Esordio dei fratelli Damiano e Fabio D’Innocenzo sul grande schermo, La terra dell’abbastanza (Boys Cry nella versione internazionale) senza ombra di dubbio guarda, pur essendo concepito e presentato come prodotto per le sale, alla serialità tricolore dei tempi recenti, cui pure il cinema stesso del nostro paese si ispira sempre più dichiaratamente. Impossibile non pensare a Gomorra (o, soprattutto per colori e ambientazioni, a Romanzo Criminale) mentre si seguono le vicende di Mirko e Manolo, che ai protagonisti dell’opera per la tv somigliano per quella personalità tutta tipica del “piccolo” che sogna di diventare “grande”, da subito privo di una speranza che possa garantirgli protezione.
“Non pensare a niente”
Nel covo criminale che, in un batter d’occhio, fagocita Mirko e Manolo, diventare grandi non significa altro che sciogliere i vincoli, con una realtà standard per annodarne di nuovi con una realtà di manipolati e manipolatori, ma specialmente spettri del passato che possono essere elusi soltanto “non pensando a niente”. A suggerire questo è l’acerba e spicciola nuova filosofia di Mirko, la più spietata metà della coppia di amici: ogni storia di scalata al potere ne prevede una così e, dalla parte opposta, una più zoppicante.

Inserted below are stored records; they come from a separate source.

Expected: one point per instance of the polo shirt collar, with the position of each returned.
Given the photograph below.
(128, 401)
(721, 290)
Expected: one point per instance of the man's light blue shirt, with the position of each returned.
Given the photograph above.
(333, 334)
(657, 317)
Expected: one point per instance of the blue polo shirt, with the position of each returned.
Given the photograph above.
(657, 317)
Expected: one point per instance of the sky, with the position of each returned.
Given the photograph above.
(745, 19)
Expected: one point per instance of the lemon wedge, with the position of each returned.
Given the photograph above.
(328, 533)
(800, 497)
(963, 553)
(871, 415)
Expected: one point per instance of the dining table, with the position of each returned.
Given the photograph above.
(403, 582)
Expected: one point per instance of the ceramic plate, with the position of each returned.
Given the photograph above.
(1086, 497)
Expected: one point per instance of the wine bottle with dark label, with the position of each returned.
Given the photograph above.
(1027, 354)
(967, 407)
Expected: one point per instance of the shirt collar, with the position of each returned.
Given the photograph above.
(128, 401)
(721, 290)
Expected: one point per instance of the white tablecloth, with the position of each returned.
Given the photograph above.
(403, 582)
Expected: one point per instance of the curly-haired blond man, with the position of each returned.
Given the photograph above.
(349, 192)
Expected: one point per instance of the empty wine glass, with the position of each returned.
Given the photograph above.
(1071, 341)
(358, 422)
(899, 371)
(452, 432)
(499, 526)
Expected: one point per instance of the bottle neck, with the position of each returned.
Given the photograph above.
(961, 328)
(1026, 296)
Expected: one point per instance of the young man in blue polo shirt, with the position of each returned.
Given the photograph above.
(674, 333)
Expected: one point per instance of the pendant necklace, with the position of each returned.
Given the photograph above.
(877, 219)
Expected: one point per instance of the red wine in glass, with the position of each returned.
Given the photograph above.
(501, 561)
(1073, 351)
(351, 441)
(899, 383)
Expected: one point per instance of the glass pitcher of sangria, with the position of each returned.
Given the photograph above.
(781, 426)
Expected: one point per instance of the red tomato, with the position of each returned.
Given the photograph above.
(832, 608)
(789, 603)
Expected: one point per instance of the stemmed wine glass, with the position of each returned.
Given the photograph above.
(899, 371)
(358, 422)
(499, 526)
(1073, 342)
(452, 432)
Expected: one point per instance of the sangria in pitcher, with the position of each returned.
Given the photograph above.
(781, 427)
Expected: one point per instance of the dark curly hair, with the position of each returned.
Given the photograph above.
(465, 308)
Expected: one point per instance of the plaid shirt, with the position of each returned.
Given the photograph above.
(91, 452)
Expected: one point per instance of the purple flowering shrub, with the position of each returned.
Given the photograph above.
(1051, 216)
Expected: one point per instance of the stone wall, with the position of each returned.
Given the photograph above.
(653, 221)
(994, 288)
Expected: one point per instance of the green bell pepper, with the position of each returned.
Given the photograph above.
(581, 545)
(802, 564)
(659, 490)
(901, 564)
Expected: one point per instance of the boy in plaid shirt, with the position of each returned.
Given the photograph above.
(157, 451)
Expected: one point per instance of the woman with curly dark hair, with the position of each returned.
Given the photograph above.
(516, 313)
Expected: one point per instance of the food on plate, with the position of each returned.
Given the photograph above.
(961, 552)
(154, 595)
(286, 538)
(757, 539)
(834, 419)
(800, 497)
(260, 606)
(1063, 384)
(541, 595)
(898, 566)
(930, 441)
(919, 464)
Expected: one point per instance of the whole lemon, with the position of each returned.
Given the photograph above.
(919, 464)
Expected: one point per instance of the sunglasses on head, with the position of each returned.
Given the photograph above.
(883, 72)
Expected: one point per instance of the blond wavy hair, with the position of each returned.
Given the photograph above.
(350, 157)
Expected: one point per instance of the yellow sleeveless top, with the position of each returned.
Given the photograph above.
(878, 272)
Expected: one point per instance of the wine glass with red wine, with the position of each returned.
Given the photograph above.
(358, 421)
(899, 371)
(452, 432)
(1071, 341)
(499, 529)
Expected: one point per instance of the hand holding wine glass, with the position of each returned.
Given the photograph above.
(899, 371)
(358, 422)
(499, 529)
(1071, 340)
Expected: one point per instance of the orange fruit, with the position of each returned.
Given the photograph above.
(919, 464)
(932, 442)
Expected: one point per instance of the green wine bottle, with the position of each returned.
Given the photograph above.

La parte instabile, come si può dedurre, è invece Mirko; tormentato dal senso di colpa per l’errore che commesso e per il torto che ne consegue. È Mirko quello più ingenuo, quello più fragile, che vive un rapporto viscerale con l’onnipresente madre (Milena Mancini).
L’incipit dell’incidente, e tutto il primo convincente atto, fa da apripista a quella che è, più che una scalata al potere, l’eterna attesa delle ricompense dorate e del “paradiso”; elemento che diverse opere dello stesso stampo mostrano con lo scopo di controbilanciare e sottolineare con la seguente classica caduta nel baratro.
Ne La terra dell’abbastanza no. Qui i protagonisti rimangono concatenati alla loro miseria, senza mai raggiungere alcun apice, e non c’è scampo. Mirko e Manolo sono ammanigliati in un limbo mefitico e nauseabondo; tutto ciò che hanno è un miraggio, il sogno di potersi riscattare dallo squallore delle loro vite. Un sogno che, nel regno dei criminali, si traduce nella massima ambizione concepibile, ossia il poter finalmente “ammazzare qualcuno”. Come nei gangster movies di una volta, quelli che non ci sono più. Non basta che un’attività sia prolifica, come lo è la vendita di prostitute minorenni nel film. Bisogna che ci sia onore in quello che si fa, bisogna che ci sia il merito di quello che si ottiene.
Guarda il trailer ufficiale de La Terra Dell’Abbastanza
Il mondo reale, però, non è come quello dei film e non si parla neppure lo stesso linguaggio. Gli eroi non esistono, gli amici e gli amori svaniscono e i morti sono cadaveri che puzzano. Tutto, ne La terra dell’abbastanza, puzza di morte, non c’è elevatezza o riconoscimento morale. Quella del film è una storia che definire “parabola” sarebbe inopportuno, perché non v’è una cima, un culmine; è una linea piatta, e ha una fine prossima. La terra dell’abbastanza sa, tutto sommato, di già visto e, nonostante il talento interpretativo degli attori (tutti, non solo i protagonisti), risulta abbastanza prevedibile nelle svolte narrative più rilevanti, ma anche piuttosto efficace nel raccontare quello che è la prevedibile, stupida banalità del male.